Mit dem Canossa-Gang der Sowjets zu Tito kündigte sich im Mai 1955 politisches Tauwetter an: Jedes Land, so die damalige „Belgrader Deklaration“, solle seinen „eigenen Weg zum Sozialismus“ gehen. Damit waren auch die vielen kommunistischen Politiker, die zuvor in ganz Osteuropa als „Titoisten“ hingerichtet worden waren, keine „Verbrecher“ mehr. In Ungarn betraf das den früheren Innen- und Außenminister Lászlo Rajk, dem im Oktober 1956 die Partei ein offizielles Begräbnis organisierte, das sich zur ersten antikommunistischen Massendemonstration entwickelte. Die stalinistischen Henker saßen noch in Amt und Würden, auch wenn ihnen das Halali bereits geblasen war. Im Februar 1956 hatte der sowjetische Parteichef Chrustschow vor dem 20. Parteitag die Verbrechen Stalins offen angesprochen, worin jeder Ungar die Herrschaftstechnik des eigenen Parteichefs Mátyás Rákosi wiedererkannte. Im Herbst 1956 kam es in Polen und Ungarn zu Massenunruhen, die dieselbe Wurzel, nämlich den Haß der Menschen auf den Stalinismus, hatten, jedoch ein konträres Ergebnis zeitigten. In Polen hatten die Sowjets erst den Arbeiteraufstand vom Juni niedergeschlagen, dann aber umfangreichen Revirements in Staat und Partei zugestimmt, die den Nationalkommunisten Wladyslaw Gomulka zurück zur Macht brachten und den sowjetischen Einfluß im Lande minderten. Das konnte sich der Kreml leisten, weil auch die Polen damit zufrieden waren und die Lage in Polen sich beruhigte. Völlig anders verlief die Entwick­lung in Ungarn, wo die Sowjetarmee mit Panzern „Ordnung“ schuf.

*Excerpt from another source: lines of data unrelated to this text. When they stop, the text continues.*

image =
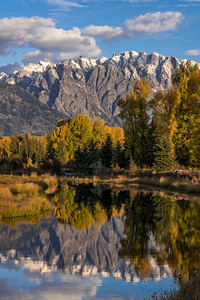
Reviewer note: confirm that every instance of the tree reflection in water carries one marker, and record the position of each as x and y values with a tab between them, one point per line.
163	229
158	230
83	206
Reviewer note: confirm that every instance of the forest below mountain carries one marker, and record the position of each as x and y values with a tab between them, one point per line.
160	133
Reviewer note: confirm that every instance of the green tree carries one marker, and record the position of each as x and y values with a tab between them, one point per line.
163	154
133	111
107	152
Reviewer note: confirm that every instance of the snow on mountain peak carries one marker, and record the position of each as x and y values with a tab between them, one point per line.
3	76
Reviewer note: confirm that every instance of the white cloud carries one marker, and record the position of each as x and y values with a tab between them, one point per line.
35	56
103	31
63	5
47	40
197	1
194	52
152	23
10	68
139	1
149	24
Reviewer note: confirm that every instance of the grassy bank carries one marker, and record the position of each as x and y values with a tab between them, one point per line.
168	181
22	196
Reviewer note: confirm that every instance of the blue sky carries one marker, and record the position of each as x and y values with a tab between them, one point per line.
58	29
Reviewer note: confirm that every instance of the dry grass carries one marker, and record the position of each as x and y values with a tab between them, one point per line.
22	196
51	181
30	189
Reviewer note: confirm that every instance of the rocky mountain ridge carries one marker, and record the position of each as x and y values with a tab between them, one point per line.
93	86
21	112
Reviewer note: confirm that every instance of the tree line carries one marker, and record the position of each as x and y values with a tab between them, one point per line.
79	144
157	132
165	129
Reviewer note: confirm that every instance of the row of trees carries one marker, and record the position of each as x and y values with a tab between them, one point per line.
167	127
79	143
157	132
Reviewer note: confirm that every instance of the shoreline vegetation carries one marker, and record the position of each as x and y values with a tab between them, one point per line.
23	196
182	181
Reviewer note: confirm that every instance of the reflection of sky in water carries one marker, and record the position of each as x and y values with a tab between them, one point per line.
16	282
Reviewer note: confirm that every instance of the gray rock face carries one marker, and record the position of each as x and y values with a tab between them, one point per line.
93	86
21	112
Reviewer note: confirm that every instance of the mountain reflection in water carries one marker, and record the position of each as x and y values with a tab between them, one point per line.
121	234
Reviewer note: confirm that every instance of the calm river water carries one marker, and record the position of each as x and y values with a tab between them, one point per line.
101	243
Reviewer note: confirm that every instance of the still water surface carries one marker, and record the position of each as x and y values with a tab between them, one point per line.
101	243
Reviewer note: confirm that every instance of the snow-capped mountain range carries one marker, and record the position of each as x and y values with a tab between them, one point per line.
93	86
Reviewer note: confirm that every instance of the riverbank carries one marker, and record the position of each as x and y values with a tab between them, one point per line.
183	182
22	196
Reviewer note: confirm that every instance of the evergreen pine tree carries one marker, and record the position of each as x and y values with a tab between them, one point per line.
163	155
107	152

Imre Nagy hatte in seiner kurzen Amtszeit als Premier Zehntausende Ungarn aus den Straflagern entlassen, in die sie der paranoide Rákosi hatte einsperren lassen. Nagy war populär, um den nunmehr „Parteilosen“ formierte sich ein einflußreicher Kreis von KP-Oppositionellen, Schriftstellern und Journalisten. Zudem ließ die Partei den „Petöfi-Kreis“ gründen – benannt nach dem revolutionären Dichter Sándor Petöfi (1823–1849) –, der sich umgehend in ein derart kritisches Forum verwandelte, daß er im Juni 1956 wieder verboten wurde. Die Partei war mit ihrem Latein am Ende und verhandelte mit Imre Nagy, die Sowjets wechselten Rákosi gegen den kaum minder verhaßten Ernö Gerö aus, während die intellektuelle Öffentlichkeit ein Gegenmodell à la Tito-Jugoslawien mit Nagy an der Spitze forderte.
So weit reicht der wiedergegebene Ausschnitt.